What do you recommend for single cell RNAseq data: counts, normalized counts in log scale, other?

neurorestore / Augur

Cell type prioritization in single-cell data

MIT License

103 stars 12 forks source link

What do you recommend for single cell RNAseq data: counts, normalized counts in log scale, other? #21

Open apeleraux opened 2 years ago

apeleraux commented 2 years ago

You indicated in your publication that your method is relatively robust to various preprocessing and normalization steps. However I tested it on a single cell RNAseq dataset using counts or normalized log-transformed counts as input data matrix and found quite different cell type prioritization results. What would you generally recommend to use?

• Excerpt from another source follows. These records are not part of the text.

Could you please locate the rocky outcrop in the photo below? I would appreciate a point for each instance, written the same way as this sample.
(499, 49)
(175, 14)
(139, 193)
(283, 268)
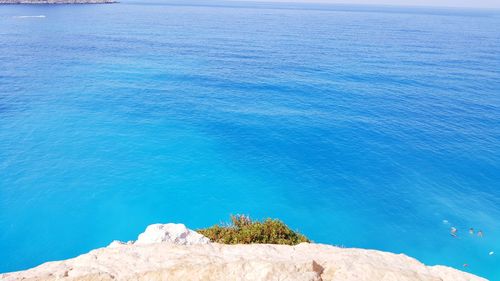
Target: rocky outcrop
(57, 1)
(175, 233)
(169, 252)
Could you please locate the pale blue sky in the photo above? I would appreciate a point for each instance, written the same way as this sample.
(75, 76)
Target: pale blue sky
(446, 3)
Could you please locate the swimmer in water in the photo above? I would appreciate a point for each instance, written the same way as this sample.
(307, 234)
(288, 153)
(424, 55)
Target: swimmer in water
(453, 232)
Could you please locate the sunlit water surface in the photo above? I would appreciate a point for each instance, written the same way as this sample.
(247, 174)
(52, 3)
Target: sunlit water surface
(359, 126)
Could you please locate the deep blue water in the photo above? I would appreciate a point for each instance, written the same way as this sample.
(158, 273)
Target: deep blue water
(359, 126)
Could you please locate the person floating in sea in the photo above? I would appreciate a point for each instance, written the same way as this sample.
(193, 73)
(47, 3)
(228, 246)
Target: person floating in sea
(453, 232)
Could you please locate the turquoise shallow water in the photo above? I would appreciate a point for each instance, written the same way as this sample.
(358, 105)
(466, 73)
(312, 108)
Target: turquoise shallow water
(359, 126)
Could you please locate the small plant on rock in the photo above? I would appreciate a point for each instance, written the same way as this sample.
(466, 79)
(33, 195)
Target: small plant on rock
(243, 230)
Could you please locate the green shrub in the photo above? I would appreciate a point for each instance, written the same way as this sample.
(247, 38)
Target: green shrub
(243, 230)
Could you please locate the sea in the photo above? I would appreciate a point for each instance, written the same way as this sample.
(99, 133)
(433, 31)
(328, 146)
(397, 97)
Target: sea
(359, 126)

skinnider commented 2 years ago

We almost exclusively run Augur on raw counts. The exception is for very acute perturbations (e.g. mice walking on a treadmill for 15 min prior to sample collection) where we found that running estimates of RNA velocity provide more information than raw counts.

apeleraux commented 2 years ago

Thanks for your fast answer. I understand the need for RNA velocity estimates in certain cases. We are mostly interested in longer time frames, so raw counts would be our choice. In such case, does Augur include normalization by total counts per cell or other similar normalization optimized for single cell RNAseq data? Intuitively, it would seem to me that classification between 2 conditions should be performing better on normalized data, and that therefore Augur may work better using normalized data. But of course I may be wrong ! Have you investigated this question or do you know relevant papers on this topic ?

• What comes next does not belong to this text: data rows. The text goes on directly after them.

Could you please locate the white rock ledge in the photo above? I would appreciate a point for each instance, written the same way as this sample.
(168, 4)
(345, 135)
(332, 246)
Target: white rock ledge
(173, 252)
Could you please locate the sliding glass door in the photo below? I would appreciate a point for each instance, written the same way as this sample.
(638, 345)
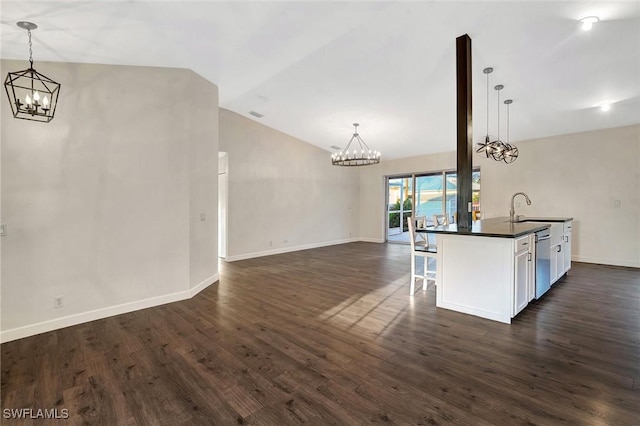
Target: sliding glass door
(426, 195)
(399, 207)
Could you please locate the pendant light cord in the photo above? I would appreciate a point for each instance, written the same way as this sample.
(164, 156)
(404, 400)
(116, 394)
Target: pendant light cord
(487, 106)
(498, 115)
(508, 139)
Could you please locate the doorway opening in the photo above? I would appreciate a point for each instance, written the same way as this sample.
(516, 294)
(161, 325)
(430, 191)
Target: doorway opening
(223, 201)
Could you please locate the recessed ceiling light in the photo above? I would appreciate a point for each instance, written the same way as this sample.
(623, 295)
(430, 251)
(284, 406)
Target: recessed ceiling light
(587, 23)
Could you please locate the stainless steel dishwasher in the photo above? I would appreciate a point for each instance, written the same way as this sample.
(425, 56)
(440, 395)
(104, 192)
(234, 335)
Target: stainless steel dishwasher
(543, 262)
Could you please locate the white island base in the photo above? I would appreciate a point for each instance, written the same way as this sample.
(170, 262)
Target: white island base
(489, 277)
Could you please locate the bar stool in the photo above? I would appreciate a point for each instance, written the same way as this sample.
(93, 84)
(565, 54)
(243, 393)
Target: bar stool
(420, 247)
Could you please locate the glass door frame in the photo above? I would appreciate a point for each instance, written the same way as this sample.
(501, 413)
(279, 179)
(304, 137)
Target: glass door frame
(413, 176)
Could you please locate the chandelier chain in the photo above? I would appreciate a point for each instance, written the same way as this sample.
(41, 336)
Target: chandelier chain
(30, 49)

skinnider commented 2 years ago

It's important to consider that 'better classification' is not really the goal of Augur - instead we are trying to identify cell types that are showing a transcriptional response to a perturbation, and so what's really of interest are the relative differences in classification accuracy between cell types. In our initial experiments, we saw minimal changes in the relative rankings of individual cell types when normalizing gene expression (e.g. with log-TP10K). However, we did find that there was less separation between cell types when running Augur on normalized gene expression values and so we generally run Augur on untransformed counts. In terms of understanding why Augur is so robust to running on untransformed counts, Extended Data Fig. 10 in the Nat. Biotechnol. paper might be useful in thinking about the kinds of scenarios that would be required for sequencing depth to be a confounding factor in the analysis.

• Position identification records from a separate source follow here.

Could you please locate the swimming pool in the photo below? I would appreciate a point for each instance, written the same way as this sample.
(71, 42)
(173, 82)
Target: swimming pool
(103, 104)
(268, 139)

apeleraux commented 1 year ago

Thanks a lot for your answer. When I was speaking of better classification, I actually meant higher accuracy of classification between unperturbed and perturbed cells. So I believe that we are on the same page. Thanks for pointing me to Fig 10 of the extended data, I will have a further look at it.

kaizen89 commented 1 year ago

@skinnider looking at the code of augur when using seurat object it seems that the default slot used is data which corresponds to normalized data and not the raw counts as you recommend, might be worth changing the default behaviour?